To be fair, the season wasn’t just a downhill slope for Conley. There were peaks and valleys and he did manage to find games where he was able to make an impact and be productive for the Jazz, like in this February 5 game vs. the Nuggets, where Conley shined for his team with 21 points and eight rebounds.
By early March, Conley himself admitted to feeling frustrated with his poor play.
“Nobody is more frustrated than me,” Conley said of his first season with the Jazz, per Tony Jones of The Athletic. “Not the fans, not the media, not my teammates. I’m not a guy who runs from looking in the mirror. But, at this point, I have to control what I can control. I have to stay locked in. I have to focus on what I can handle. I know what’s being said. But in a big way, it’s not in my control what people may think.”
To Conley’s credit, he soldiered on and slowly but surely found ways to become more productive playing with his new teammates. Towards the end of the season, just before the league went on hiatus due to the Coronavirus pandemic, Conley began to turn a corner. His averages in March were far more encouraging and honestly quite reminiscent of the Grizzlies Mike Conley of old. In the five games he played that month, the once-struggling guard was now averaging 16.4 PPG, 3.0 3PG, 5.6 APG, 1.4 SPG on .475 shooting from the field. Now that’s far closer to what the Jazz was hoping to get out of the 32-year-old veteran when they traded for him. “Better late than never,” as they say.

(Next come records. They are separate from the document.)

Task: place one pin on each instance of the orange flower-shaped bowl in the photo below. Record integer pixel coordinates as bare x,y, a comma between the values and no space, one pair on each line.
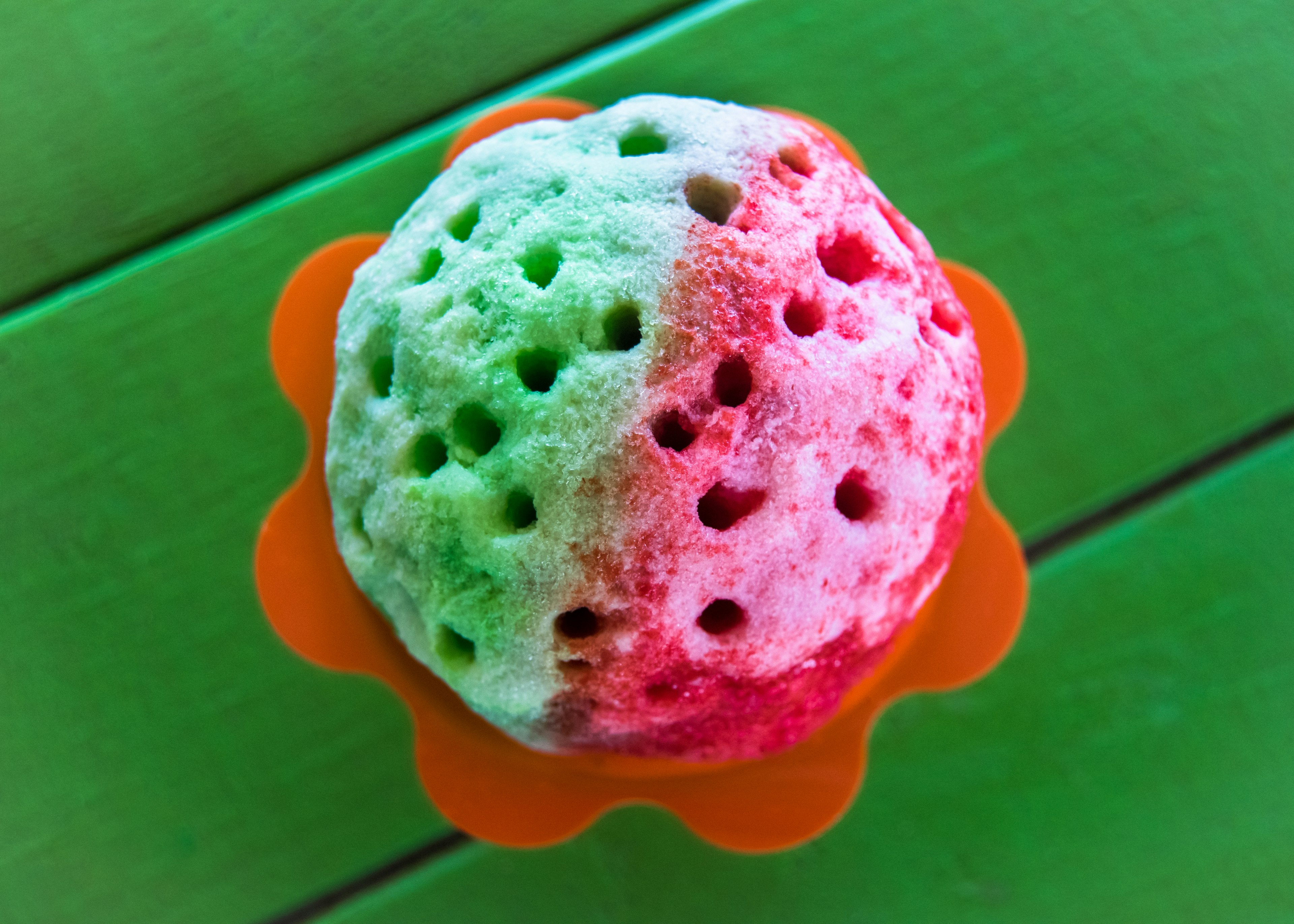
501,791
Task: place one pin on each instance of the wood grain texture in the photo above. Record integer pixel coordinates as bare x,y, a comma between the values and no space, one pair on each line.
126,122
1130,761
165,758
1146,255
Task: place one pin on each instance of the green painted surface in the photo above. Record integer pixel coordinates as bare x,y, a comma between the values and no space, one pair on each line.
125,122
1130,761
165,758
1121,175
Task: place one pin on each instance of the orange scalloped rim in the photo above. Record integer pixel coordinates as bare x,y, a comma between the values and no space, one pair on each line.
501,791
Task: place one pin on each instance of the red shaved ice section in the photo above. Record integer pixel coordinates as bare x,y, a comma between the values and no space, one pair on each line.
795,486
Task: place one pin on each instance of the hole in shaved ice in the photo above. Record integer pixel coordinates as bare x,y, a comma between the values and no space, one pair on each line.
671,433
784,175
853,498
804,318
542,266
382,372
580,623
519,510
848,258
733,382
664,693
722,507
623,328
537,368
713,198
477,429
429,455
360,530
721,616
642,141
430,266
456,651
796,157
461,226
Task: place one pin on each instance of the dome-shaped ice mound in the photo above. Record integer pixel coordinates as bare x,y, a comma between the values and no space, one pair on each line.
653,427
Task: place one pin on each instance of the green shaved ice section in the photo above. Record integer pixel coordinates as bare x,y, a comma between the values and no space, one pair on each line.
491,360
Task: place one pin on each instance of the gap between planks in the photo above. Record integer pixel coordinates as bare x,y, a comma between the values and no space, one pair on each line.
1035,553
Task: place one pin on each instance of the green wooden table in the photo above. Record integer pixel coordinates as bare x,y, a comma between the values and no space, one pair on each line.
1122,174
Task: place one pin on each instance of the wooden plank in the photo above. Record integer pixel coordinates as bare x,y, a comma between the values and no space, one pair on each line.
1130,761
165,758
151,433
125,122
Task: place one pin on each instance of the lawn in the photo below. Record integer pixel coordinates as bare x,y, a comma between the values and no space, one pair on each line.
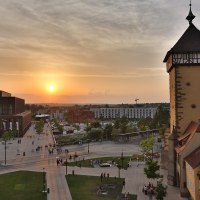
86,187
22,185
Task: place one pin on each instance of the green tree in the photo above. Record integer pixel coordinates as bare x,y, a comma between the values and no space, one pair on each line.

So, to put things in context and sum things up, what went wrong for Mike Conley in 2019-20 was a slow, laborious and difficult adjustment period to his new team. Thankfully, it was something that he appeared to eventually overcome and rise above, but because it took him a long time to find his place and his groove, Conley’s 2019-20 basic and advanced stats will be an ugly blemish on his career stats page. The point is that the season was not an absolute bomb and that there’s still hope for the Conley-Jazz dynamic to finally find a harmonious melody.